Synonyms of Mastocytosis
- Systemic Mast Cell Disease
- Systemic Mastocytosis
- Aggressive Systemic Mastocytosis
- Cutaneous Mastocytosis
- Indolent Systemic Mastocytosis
- Mast Cell Leukemia
- Mast Cell Sarcoma/Extracutaneous Mastocytoma
- Mastocytosis with an Associated Hematological Disorder
- uticaria pigmentosa
Mastocytosis is a rare disorder characterized by abnormal accumulations of mast cells in skin, bone marrow, and internal organs such as the liver, spleen and lymph nodes. Cases beginning during adulthood tend to involve the inner organs in addition to the skin whereas, during childhood, the condition is often marked by skin manifestations with minimal or no organ involvement. When there is evidence of bone marrow or internal organ involvement, the disease is referred to as "systemic mastocytosis".
Although the majority of cases follow an indolent course, some patients may have evidence of a blood disorder such as a myelodysplastic or myeloproliferative disorder at the time of diagnosis. The course and prognosis of mastocytosis in these patients are determined by this associated hematologic disorder. More aggressive forms of mastocytosis and mast cell leukemias are very rarely encountered.
Skin is the most common site of involvement. Urticaria pigmentosa lesions are small, brownish, flat or elevated spots that may be surrounded by reddened, itchy skin when stroked. These lesions tend to be more apparent on the areas of skin exposed to pressure or rubbing. When cases begin during childhood, the skin tends to be affected more than the other organs. Blistering of the skin lesions is seen exclusively in children younger than two years of age. Diffuse cutaneous mastocytosis is another form of mastocytosis seen in children. The skin is diffusely thickened and discolored, generally without individual distinct lesions in this form of mastocytosis.

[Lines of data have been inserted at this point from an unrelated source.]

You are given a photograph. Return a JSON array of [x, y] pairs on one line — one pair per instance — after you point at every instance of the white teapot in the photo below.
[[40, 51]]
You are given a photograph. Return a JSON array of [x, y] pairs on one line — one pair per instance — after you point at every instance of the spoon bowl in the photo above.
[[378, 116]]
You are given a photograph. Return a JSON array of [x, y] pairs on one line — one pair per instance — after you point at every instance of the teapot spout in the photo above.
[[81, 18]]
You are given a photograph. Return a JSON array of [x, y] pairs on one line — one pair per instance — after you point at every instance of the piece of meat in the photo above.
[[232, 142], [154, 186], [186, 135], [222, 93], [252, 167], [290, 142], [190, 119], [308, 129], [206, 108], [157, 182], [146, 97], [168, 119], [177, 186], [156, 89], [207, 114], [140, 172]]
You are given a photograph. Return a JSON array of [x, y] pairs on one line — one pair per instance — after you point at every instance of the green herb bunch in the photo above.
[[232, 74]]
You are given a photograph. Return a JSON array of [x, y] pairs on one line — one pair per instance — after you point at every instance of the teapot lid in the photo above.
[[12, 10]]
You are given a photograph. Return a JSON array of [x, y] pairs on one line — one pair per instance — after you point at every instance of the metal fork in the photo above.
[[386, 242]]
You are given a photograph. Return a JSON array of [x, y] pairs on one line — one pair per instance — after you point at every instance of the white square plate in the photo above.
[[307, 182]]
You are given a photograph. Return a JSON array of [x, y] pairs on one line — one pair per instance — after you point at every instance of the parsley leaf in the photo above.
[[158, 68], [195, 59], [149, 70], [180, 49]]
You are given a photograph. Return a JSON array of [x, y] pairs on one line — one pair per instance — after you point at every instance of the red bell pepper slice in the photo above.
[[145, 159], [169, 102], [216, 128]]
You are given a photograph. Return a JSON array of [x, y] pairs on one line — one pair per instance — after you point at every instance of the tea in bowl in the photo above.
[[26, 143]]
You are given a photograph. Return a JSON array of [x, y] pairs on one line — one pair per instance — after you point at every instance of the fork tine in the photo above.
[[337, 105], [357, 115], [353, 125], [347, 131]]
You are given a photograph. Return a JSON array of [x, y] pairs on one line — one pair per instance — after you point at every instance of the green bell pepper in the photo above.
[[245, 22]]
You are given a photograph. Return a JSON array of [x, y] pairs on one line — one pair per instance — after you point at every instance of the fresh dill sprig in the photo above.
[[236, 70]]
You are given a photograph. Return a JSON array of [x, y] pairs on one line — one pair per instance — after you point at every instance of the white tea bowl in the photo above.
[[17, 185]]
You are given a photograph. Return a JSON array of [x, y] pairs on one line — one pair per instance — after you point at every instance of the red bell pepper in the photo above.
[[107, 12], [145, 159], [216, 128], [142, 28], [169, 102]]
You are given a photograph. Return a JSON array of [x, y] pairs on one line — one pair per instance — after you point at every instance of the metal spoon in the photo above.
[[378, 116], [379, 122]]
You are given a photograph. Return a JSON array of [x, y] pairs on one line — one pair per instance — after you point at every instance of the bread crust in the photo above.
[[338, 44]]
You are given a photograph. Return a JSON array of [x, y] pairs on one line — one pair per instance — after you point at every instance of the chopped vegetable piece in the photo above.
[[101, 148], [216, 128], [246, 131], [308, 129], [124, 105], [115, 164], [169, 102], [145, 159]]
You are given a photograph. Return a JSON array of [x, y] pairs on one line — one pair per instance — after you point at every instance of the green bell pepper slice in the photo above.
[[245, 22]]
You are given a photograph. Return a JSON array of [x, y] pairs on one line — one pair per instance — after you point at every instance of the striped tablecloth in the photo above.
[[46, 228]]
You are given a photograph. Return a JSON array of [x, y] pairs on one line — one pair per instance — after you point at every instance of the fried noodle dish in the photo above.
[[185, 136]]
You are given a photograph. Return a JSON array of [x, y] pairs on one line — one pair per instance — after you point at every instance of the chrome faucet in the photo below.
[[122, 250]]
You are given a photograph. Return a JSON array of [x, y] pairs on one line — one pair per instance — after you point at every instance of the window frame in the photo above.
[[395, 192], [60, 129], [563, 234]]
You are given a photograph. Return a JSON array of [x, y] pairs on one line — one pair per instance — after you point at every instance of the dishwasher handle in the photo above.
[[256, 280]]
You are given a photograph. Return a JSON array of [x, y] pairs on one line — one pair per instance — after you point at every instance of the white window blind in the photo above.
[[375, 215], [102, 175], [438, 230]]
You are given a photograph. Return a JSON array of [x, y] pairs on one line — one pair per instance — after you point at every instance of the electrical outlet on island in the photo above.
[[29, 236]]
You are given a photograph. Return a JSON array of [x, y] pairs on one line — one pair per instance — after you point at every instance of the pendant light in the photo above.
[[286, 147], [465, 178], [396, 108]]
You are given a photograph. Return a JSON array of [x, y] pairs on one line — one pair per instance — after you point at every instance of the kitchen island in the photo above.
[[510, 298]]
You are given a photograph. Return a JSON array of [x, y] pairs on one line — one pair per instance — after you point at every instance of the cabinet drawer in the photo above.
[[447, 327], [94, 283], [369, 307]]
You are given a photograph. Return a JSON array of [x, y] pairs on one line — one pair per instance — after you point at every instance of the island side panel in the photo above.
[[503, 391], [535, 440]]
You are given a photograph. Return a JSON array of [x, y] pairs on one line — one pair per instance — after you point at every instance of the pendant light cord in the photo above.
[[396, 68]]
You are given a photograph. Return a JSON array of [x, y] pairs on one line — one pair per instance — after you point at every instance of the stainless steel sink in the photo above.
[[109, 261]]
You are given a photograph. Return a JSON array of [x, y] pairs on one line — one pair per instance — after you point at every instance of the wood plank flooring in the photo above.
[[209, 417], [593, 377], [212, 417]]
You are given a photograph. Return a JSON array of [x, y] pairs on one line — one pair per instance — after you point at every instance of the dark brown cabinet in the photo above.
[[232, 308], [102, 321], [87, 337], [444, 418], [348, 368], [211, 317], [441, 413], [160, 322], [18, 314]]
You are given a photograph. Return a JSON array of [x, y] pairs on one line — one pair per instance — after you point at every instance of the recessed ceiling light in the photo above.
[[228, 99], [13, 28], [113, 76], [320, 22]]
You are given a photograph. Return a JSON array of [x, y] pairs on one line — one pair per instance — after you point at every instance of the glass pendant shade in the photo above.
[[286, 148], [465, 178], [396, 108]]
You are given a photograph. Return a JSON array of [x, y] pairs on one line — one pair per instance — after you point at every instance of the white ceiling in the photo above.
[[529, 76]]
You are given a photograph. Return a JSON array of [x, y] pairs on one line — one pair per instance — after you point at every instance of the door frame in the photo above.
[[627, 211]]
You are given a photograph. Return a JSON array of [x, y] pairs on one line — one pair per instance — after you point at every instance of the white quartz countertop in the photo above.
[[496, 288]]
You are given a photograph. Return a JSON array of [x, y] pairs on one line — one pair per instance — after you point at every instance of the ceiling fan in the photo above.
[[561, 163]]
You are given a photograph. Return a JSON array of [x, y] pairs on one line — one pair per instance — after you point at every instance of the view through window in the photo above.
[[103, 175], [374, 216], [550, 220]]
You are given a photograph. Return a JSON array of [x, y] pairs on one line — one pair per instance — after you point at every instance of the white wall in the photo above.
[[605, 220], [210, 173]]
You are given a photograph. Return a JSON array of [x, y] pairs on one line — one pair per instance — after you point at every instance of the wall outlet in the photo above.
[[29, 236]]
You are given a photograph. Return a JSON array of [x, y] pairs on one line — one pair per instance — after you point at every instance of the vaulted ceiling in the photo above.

Flushing and gastric acid hypersecretion due to mast cell-associated histamine are common complaints. Heartburn, stomach aches and diarrhea may occur. The liver, spleen and lymph nodes may become enlarged in a subset of patients. Bones affected by mastocytosis may become softened and deteriorate, although some new bone growth may occur with thickening of the outer portions or spongy inner areas of the bones. Massive mast cell degranulation may lead to life-threatening episodes of anaphylaxis. The most common triggers include, but are not limited to, certain medications like aspirin and other non-steroidal anti-inflammatory drugs, narcotics, radiocontrast material, and insect stings. These are similar in nature to severe allergic reactions and may involve hypotension, increased heart rate and loss of consciousness. Patients with an associated hematologic disorder may have symptoms of that disorder such as fatigue and weight loss.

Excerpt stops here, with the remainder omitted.